Inside the Super Bowl Advertising Sham

super bowl

We are just days away from the Big Event, “El Plato Supremo,” as the guys in the Samsung ad said last year. For the next few days and for a week after the Super Bowl, you won’t be able to avoid the talk around the game-time ads. Everyone gets very excited. Why is this?

Fundamentally, the reason the ad industry gets amped around the Super Bowl is because it’s a game. I don’t mean the football game itself, the spectacle is a game. It’s one of the few remaining opportunities for agencies and creatives to have fun playing the ad game. It’s like a giant pitch. There will be tangible winners and losers. You get to flex your shit. Because the client has spent a lot of media money, something will actually get made rather than disappear in a focus group. And this thing, whether it be a spot, a site, an event or a tweet will either be loved or hated (or worse: merely meh’d into obscurity).

Let’s ignore for now the fact that most Super Bowl ads don’t work. The Super Bowl is not for those pesky scientists at Harvard to make studies about whether stuff actually works; save that for a different campaign. This is the Super Bowl, and for once both agency and client are determined to have some fun! God knows the rest of the year totally sucks. It’s our turn to spend some money. We play the budget game all the time — we have earned our Super Bowl spot. Tell the nerds from Harvard and the procurement buzzkills to bite me.

OK, now that we have got that off our chest, and we are agreed we are entitled to our Super Bowl campaign, what else? It’s a chance to do great work. Am I right?

Not really. The Super Bowl brief is similar to the Cannes brief. It’s an open — read: desperate — call for any ideas that will help the agency look good. Brief and strategy, the things that are supposed to drive the clients’ business, go out the window at the first sniff of something cool. Look at Droga5’s recent Newcastle Ale effort. Up until now it has been doing a decent job of creating work against the ‘no bull’ strategy. But for the Super Bowl , it is doing a teaser for an ad it might have run and more spoof content. The work has got a fair amount of attention, possibly because it’s from Droga, possibly because it’s funny. You can debate whether it’s funny or not, but for a brand that is all about ‘no bull,’ that’s an El Plato Supremo of unnecessary bull.

Agencies try to use the Super Bowl to play whatever game it is they think they are best at. The Samsung spot I mentioned above, which featured Paul Rudd and Seth Rogen, was a decent way for 72andSunny to say, “We can get the best Hollywood A-list talent to work on commercials. Would you like some of that Mr Client?’ And it seems to be working. Other agencies will try to use the Super Bowl to win awards, but it’s actually pretty rare for a Super Bowl campaign to win an award.

But how about that amazing VW spot with Darth Vader that Deutsch did? OK, that was a good spot. It won a shit ton of awards, but you would be hard pressed to think of another 10. The VW spot that followed it, with the dad teaching the kid to throw a baseball, was terrible. Very few Super Bowl campaigns win awards — unless of course it’s a tweet about the lights going out. More on that below. The sorts of agencies that are now taking all your clients and budgets — places like Percolate and, for a while at least, BuzzFeed, don’t enter awards. They are making money, so they don’t need to play the awards game.

No Super Bowl post would be complete without mentioning the Oreo tweet. Like Cannes, the Super Bowl is a chance for agencies and clients to flex their muscles in the social game or whatever else they need to prove they are proficient in.

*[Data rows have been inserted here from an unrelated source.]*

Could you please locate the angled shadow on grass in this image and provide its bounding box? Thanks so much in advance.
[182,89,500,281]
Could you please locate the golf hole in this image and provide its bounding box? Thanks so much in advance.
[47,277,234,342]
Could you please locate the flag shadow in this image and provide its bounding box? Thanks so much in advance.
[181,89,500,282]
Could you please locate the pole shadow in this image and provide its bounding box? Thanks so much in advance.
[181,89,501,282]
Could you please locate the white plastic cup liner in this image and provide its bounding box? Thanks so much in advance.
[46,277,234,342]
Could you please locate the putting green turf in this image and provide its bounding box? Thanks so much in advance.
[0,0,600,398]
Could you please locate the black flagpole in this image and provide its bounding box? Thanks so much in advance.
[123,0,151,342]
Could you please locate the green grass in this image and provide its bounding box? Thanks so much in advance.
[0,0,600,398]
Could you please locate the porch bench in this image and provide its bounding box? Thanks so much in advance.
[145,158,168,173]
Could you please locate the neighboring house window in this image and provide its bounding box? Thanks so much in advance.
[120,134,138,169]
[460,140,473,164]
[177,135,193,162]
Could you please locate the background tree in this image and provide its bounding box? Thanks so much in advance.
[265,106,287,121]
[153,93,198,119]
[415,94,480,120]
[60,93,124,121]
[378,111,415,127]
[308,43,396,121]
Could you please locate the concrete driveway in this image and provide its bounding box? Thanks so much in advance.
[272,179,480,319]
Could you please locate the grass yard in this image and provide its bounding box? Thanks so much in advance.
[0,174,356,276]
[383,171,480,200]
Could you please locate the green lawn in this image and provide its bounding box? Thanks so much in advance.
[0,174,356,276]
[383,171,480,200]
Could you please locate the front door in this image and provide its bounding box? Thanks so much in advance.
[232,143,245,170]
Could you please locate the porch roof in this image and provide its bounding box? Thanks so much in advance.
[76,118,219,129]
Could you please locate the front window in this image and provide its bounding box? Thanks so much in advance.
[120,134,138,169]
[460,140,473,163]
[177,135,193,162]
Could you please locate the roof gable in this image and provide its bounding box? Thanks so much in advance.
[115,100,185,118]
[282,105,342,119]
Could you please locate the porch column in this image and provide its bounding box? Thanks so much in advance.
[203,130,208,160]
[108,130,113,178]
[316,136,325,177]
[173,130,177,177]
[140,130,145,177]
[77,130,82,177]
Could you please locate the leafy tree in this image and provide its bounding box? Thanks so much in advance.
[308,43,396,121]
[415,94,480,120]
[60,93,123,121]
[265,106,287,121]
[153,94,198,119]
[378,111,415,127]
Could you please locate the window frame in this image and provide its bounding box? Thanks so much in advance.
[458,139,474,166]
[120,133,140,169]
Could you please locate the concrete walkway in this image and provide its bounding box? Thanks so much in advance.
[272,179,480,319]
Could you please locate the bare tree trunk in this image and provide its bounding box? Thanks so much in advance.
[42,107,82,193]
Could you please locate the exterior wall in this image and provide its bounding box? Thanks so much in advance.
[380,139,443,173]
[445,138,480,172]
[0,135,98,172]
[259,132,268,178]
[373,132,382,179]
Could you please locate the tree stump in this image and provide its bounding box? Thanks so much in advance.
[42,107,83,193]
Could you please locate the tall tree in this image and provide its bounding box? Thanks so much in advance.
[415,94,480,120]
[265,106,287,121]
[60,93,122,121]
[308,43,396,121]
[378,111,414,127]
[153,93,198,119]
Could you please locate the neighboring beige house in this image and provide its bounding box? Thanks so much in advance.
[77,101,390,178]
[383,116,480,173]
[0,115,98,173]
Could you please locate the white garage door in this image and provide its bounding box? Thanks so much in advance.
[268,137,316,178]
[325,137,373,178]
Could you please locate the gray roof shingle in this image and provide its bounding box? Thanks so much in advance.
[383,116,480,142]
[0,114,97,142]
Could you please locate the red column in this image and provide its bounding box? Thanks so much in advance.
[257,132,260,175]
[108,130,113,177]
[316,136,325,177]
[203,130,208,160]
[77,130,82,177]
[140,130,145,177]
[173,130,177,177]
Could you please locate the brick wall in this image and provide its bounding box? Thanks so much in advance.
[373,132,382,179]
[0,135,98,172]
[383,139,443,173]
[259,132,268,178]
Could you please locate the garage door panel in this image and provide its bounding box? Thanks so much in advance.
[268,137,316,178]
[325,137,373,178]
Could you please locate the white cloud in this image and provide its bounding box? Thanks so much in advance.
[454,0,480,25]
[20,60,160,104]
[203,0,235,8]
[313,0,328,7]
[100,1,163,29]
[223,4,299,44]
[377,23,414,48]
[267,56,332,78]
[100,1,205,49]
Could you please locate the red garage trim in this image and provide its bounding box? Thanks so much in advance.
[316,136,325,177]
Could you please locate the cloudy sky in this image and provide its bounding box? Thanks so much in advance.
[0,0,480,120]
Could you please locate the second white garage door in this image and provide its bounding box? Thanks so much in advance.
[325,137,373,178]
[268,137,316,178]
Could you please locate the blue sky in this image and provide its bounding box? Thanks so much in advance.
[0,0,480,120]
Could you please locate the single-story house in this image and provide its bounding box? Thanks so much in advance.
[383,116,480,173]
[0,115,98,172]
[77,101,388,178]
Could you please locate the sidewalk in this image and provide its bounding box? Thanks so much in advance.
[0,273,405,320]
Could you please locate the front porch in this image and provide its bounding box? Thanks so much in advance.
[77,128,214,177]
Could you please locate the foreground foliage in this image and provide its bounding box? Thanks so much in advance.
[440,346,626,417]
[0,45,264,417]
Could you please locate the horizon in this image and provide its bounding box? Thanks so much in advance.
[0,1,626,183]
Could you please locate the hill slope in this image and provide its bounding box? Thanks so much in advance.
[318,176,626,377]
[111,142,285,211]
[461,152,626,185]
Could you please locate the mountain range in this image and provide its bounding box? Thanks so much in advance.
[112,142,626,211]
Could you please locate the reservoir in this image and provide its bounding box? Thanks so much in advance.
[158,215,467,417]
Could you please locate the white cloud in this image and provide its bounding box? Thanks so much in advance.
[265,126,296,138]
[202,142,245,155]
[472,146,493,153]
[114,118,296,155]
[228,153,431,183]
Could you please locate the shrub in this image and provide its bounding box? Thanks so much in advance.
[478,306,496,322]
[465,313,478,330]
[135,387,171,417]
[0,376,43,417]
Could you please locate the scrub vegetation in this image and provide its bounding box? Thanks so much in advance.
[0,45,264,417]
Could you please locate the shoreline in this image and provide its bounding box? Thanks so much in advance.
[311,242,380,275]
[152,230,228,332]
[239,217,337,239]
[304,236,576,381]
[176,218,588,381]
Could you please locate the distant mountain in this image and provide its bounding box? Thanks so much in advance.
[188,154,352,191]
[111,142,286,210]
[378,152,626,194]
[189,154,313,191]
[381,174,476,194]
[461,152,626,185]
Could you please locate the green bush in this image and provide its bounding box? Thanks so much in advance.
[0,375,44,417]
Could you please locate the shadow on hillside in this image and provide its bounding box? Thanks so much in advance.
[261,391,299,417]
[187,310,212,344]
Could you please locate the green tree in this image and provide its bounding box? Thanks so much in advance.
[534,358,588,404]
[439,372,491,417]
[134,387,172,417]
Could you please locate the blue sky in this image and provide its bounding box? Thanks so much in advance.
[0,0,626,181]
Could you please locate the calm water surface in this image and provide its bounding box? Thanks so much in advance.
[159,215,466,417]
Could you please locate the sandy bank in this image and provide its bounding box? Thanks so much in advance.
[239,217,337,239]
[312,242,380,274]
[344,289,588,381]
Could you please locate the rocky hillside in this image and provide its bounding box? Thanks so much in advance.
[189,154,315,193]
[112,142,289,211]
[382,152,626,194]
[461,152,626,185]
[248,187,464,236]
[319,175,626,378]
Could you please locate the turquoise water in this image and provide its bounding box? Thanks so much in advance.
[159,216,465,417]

Clients, agencies and journalists have referenced that one tweet as if to say, ‘do something like that.’

We had a dry run during the Grammys last weekend. You know that when Adweek runs an article saying, “Arby’s slayed the Grammys with the Pharrel tweet” that things are fucked up. It was a moderately funny line, no better than standard bar banter, that got shared some. So what? Slaying? Slaying the Grammys to me would be having everyone talk about your ad, your product, then going out and buying some of the that product. Not re-tweeting a few characters. If people in marketing are getting that excited about a single tweet, then we really have problems. And if you do think the Arby’s tweet is the Holy Grail of advertising, then also consider this: it was written by the in-house team.

But the Oreo tweet! The Oreo tweet won a load of awards I hear you say. So yeah again, kudos, you beat the system, once. I personally think a single tweet winning a Clio is just about the stupidest thing in the world, but it’s a game, it’s just a game.